Over the years, Amma settled into a much calmer and grounded person as her body slowed down with age. She was always physically strong. She visited hospitals only to deliver her daughters and it was only much later in life that she contracted osteo-arthritis and then diabetes. In the past few years she is also suffering from Parkinson’s disease.
But the one word that represents my Amma more than anything else is her stoic nature. She has seen many ups and downs in life but through it all she has always been the calming influence. As her health declined, her stoicism only increased.
She has always lived a simple and low maintenance life with not too many needs or wants. It has reached the point that if I have to think of what I’d like to buy and take for my Amma when I travel, the only thing that lights up her eyes these days are fresh green apples.
Around a year ago, Amma lost her balance and broke her thigh bone. She was in a critical condition and completely bedridden with no sense of time or place. With the support of great doctors, nurses and caretakers, she managed to rally and come out of it to a large extent and she is currently able to walk and manage her day to day activities – but with help from her nurse and caretakers.

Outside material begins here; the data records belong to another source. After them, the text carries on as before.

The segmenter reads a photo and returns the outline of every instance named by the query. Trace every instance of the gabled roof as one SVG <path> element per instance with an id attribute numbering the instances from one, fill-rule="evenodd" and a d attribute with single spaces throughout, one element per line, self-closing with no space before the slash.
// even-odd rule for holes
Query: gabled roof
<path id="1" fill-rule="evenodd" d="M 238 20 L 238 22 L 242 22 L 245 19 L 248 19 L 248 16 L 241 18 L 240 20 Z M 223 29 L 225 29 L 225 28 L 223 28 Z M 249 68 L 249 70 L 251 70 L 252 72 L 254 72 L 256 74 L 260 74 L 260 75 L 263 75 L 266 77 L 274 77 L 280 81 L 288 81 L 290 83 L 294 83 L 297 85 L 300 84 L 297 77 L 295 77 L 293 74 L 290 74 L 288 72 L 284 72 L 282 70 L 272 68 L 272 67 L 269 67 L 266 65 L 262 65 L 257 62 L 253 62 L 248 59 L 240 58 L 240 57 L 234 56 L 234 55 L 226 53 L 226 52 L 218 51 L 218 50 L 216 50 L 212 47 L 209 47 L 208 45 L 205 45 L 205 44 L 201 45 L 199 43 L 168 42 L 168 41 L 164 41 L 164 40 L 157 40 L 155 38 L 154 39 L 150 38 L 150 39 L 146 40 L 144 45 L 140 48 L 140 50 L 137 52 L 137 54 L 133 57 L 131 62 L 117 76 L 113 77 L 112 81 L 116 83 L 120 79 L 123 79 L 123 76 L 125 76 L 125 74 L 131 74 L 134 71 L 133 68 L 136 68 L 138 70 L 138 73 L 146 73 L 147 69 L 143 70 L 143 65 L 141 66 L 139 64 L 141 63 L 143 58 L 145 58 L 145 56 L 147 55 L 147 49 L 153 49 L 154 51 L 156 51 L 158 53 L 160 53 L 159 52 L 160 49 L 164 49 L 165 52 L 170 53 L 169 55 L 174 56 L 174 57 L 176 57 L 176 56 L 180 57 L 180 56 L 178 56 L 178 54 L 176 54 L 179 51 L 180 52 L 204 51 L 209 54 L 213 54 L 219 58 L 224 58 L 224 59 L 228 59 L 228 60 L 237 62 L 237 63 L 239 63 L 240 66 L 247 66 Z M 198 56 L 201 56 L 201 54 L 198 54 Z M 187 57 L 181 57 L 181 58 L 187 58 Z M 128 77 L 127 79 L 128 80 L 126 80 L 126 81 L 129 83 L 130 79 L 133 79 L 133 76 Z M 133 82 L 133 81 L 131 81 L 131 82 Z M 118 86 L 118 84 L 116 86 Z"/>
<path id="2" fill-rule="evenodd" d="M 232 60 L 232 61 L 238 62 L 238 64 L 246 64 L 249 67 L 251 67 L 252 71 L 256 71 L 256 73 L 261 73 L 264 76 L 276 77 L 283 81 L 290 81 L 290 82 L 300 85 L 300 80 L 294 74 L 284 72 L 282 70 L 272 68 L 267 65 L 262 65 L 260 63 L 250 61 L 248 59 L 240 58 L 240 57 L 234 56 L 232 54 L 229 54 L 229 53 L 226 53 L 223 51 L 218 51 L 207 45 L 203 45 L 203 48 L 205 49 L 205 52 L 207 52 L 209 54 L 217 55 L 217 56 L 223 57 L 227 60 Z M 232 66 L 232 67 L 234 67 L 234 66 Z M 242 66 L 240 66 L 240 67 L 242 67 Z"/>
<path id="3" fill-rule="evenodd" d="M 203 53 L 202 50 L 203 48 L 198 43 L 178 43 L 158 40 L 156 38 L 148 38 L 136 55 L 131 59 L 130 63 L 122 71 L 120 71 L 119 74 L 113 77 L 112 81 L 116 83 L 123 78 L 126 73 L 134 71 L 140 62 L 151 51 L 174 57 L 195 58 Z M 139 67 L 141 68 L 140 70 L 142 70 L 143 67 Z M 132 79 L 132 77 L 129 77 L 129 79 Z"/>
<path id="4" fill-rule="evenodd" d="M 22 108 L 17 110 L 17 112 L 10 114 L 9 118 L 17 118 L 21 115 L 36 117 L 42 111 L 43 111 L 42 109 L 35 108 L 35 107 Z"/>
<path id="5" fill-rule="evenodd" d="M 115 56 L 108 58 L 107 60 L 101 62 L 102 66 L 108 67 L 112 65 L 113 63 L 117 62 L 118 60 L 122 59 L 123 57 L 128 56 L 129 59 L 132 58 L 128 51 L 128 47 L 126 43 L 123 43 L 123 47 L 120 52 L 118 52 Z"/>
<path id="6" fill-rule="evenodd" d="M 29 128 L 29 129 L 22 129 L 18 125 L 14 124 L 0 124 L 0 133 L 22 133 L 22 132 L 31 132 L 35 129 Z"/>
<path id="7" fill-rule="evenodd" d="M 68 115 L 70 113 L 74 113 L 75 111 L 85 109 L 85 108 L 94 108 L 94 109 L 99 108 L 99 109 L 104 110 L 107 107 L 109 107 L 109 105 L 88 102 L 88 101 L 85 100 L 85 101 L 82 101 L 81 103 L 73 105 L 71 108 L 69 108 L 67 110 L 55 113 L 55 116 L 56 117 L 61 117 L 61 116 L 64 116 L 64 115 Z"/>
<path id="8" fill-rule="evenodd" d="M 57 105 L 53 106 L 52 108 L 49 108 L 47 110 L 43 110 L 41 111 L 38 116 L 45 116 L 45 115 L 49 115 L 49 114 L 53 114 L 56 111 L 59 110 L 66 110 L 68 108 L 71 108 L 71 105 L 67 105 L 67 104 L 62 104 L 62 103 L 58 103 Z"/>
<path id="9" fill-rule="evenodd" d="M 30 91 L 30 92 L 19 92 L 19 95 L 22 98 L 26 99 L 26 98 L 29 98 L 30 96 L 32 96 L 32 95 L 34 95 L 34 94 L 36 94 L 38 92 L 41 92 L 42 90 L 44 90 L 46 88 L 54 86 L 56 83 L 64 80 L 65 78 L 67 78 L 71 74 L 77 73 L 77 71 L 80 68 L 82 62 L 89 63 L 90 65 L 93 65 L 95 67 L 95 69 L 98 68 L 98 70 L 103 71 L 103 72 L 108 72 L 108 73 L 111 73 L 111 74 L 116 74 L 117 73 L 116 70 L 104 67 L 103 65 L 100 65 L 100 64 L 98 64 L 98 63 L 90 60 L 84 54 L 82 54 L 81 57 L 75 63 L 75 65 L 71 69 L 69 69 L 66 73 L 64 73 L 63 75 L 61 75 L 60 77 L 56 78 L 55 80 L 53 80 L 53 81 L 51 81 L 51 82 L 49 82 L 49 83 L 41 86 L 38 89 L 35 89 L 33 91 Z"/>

Parkinson’s though is a degenerative disease and it has been slowing her down physically as well as mentally. Since the past few months when we sisters gather with Amma on our weekly video calls, many a time we don’t even understand her words as her vocal muscles are also beginning to get impacted by the disease.
If you speak to her caretakers she is the ideal patient anyone could hope to take care of. She rarely shows signs of being uncomfortable or in pain and the times she does say anything it is just a statement of fact, with no emotion or annoyance attached.
Seeing her take Parkinson’s as well in her stride for the past few years, it was an utter and total shock to me when my sister told me that Amma asked to speak to her younger sister who stays in Chennai. She is Amma’s only surviving sibling.
When my aunt came on the line, my Amma who has never uttered a single word of complaint since she contracted Parkinson’s completely broke down. She told my aunt that she was finding it extremely difficult to do even the most basic of actions and that she was tired of it all.
That incident has shaken me up more than anything else could. I am so used to taking things as a matter-of -fact where Amma is concerned because of how she calmly goes about handling herself that not once did I stop to think all these years as to how she must feel as Parkinson’s takes away muscle function by muscle function, memory by memory, thought by thought. This phone call she made spoke volumes to me about her struggle than anything else until date did.
It also made me realise Amma has a story to tell just like Appa did. It is not a story of glory and achievement and inspiration. But in her own way, Amma had to overcome many challenges in her life.
Amma, the immigrant from Kallidaikurichi
Amma, the wife who had to manage a household of young kids for 6 months a year in an alien city with no knowledge of any other language but Tamil because my father was travelling for business half of the year
Amma, the mother who probably suffered from post partum depression but had neither the means nor the time to articulate it
Amma, the socially awkward neighbour who didn’t identify with most of our other neighbours because she had nothing in common with them
Every one of these facets of my Amma are as important to write about as the stories surrounding my Appa
To my disappointment, Amma can no longer help me tell these stories. Increasingly though, her life runs in front of my eyes like a movie reel, demanding that I start writing about her.
The words I’ve penned today are a small beginning in that direction.